CAP, community-acquired pneumonia; HAP, Hospital-acquired pneumonia; ND; not determined.

Impact of ICU Stay on AAM Infection

To study the effects of a prolonged ICU stay on exposure to AAMs, we separately computed mean number of microorganisms against which the patients exhibited an antibody response for admission serum samples (n = 29) and for samples collected every 7 days thereafter (weekly serum samples; n = 56). Data indicate that the number of organisms against which patients (with or without pneumonia) exhibit an immune response (essentially with IgM antibodies) is positively correlated with the length of the patient ICU stay (Fig. 1). Overall, our patients developed an antibody response to an increasing number of AAMs over time, especially from days 7 to 21 following their admission (Fig. 1). These findings highlight the high seroconversion rates exhibited by ICU patients during their stay (Table 4) and confirm that immune response to AAMs increases when the ICU stay is prolonged.

Figure 1. The association between a prolonged ICU stay and exposure to amoeba-associated microorganisms.

Figure 1

The blue period corresponds to the period where a majority of the hospital-acquired pneumonia episodes (>95%) occurred. The CAP episodes mainly occurred from 12 to 24 hours after admission (green period). d; day.
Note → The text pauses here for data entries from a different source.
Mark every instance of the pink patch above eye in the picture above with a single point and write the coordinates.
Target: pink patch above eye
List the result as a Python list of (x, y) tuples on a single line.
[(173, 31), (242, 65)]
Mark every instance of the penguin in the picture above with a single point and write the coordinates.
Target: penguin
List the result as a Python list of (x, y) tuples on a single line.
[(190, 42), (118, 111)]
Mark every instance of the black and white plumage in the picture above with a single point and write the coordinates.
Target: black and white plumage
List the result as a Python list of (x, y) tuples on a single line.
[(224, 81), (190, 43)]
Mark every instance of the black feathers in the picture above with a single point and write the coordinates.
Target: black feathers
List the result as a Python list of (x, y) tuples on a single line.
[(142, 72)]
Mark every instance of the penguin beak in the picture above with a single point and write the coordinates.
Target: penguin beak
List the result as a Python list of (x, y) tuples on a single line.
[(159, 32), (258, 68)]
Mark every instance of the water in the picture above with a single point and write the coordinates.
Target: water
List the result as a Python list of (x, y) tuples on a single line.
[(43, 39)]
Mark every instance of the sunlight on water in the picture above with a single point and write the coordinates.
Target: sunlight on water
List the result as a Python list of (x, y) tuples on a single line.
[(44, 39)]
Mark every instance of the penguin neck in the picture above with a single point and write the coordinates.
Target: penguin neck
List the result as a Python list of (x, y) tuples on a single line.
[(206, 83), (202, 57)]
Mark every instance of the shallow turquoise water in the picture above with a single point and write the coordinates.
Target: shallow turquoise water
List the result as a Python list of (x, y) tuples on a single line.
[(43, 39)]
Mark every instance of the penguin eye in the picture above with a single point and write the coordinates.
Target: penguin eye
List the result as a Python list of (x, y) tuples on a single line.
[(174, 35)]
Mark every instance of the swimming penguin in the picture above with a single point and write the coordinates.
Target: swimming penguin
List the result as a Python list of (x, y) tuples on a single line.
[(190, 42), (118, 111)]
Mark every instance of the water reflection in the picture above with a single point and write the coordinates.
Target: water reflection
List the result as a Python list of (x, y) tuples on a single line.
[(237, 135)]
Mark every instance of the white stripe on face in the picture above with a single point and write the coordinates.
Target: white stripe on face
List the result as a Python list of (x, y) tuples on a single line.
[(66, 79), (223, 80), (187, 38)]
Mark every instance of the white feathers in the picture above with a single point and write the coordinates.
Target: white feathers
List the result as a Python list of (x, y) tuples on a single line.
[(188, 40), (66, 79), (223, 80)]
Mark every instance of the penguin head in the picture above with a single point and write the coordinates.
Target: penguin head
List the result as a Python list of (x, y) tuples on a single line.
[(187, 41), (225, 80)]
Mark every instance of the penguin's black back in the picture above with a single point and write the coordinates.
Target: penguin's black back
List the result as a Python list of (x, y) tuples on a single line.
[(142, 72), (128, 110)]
Hierarchical Cluster Analysis of Serologic Data

Hierarchical cluster analysis was used to group sera exhibiting similar antibody responses. This evaluation helped us to identify clusters of microorganisms specific to each patient group. To perform this analysis, T-Mev software was used. In the software, number “3” was attributed to positive sera and represented by red color. Number “−3” was attributed to negative sera and represented by green color. Number “2” was attributed to the low-positive sera and represented by dark red sera color. Results show the presence of a cluster associated to IgM antibody response to seven microorganisms (Afipia genospecies 3, M. amorphae, A. felis genospecies A, N. oligomobilis, Mimivirus, B. alpica and B. massiliensis) (yellow cluster in Fig. 2). These microorganisms were mainly found in patient sera collected from the acute phase of VAP and CAP, as well as in these from convalescent patients who had a prolonged ICU stay (Fig. 2).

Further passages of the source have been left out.